Le médecin notait les changements de comportement de la jeune femme dans un carnet, écrivant avec ce qui ne ressemblait finalement plus à un stylo.

Tout en continuant de regarder les interviews de ses amis, elle regardait autour d'elle à la recherche de tout indice pouvant l'aider : sur l'endroit ou elle se trouvait, la date, ou un objet pour la défendre. Elle eut sa réponse au premier point lorsque la vidéo arriva au moment où elle se vit dans son appartement, assise sur son lit avec son bouquin, figée dans la glace. Son extraction. "Je ne me suis en fait jamais endormie au milieu de mon histoire " Elle comprit avec effroi. S'enchaîna alors son acheminement vers l'ancien campus, puis, des images capturées par les caméras de surveillance de celui-ci, témoignant du décollage de l'appareil.

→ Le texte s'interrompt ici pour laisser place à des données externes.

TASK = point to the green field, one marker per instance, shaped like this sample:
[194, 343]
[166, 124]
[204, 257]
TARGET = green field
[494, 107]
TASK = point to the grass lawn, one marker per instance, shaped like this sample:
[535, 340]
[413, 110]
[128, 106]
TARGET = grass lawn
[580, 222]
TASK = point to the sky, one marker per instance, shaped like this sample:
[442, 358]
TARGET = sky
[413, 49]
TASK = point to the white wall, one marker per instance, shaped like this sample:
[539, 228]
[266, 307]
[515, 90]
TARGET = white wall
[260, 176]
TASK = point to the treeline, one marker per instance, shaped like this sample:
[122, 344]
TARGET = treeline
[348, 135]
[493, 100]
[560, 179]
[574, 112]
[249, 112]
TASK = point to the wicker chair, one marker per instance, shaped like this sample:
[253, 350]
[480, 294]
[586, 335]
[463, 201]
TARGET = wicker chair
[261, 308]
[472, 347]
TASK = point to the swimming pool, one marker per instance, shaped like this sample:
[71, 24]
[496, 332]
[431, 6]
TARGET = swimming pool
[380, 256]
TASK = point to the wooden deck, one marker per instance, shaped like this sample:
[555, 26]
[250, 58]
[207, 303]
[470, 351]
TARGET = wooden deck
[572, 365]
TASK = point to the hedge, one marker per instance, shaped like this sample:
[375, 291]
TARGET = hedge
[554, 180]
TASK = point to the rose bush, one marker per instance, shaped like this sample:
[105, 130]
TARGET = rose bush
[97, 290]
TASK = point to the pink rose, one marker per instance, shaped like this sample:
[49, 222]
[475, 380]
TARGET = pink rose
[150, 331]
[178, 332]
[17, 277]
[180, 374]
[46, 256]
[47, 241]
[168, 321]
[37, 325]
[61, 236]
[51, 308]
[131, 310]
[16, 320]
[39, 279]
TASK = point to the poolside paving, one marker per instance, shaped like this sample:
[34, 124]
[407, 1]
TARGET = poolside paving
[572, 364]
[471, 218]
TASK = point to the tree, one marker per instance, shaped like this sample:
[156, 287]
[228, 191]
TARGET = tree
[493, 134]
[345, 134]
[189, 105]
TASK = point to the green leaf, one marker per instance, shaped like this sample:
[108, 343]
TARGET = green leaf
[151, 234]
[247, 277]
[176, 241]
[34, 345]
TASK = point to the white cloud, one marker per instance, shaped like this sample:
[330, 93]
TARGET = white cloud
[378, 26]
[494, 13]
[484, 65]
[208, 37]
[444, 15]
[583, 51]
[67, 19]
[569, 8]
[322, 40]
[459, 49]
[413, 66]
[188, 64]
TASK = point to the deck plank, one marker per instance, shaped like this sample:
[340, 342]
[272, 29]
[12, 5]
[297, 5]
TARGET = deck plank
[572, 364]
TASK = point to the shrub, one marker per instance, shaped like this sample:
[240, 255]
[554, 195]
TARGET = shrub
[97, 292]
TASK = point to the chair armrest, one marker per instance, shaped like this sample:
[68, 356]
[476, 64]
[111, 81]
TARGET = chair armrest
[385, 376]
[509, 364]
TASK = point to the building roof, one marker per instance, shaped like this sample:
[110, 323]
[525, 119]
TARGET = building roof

Il restait quelques vidéos, montrant l'inquiétude générale que généra son enlèvement, mais Izel n'y prêtait plus aucune attention. Sa main gauche, qui était donc cachée par son corps, s'était lentement glissée vers la tablette accrochée sur le côté de son lit, afin de se saisir de la seringue au contenu non-identifiable qui gisait dessus. Lorsque l'écran de la tablette s'éteint, elle garda la tête baissée vers celle-ci. Ses cheveux, détachés tombaient de part et d'autre de son visage, formant un rideau blanc obstruant la vue du médecin.

Elle ne prononça pas un mot. Alors, Jaromir se décida à prendre lui-même la parole :


"- Et bien voilà, tu sais tout, désormais. Tu es désormais à bord du vaisseau Unique. Tu sais, personne ne te veut du mal ici. Nous sommes peut-être légèrement différents physiquement, mais vois ça comme une chance : tu vas être la première Terrienne à..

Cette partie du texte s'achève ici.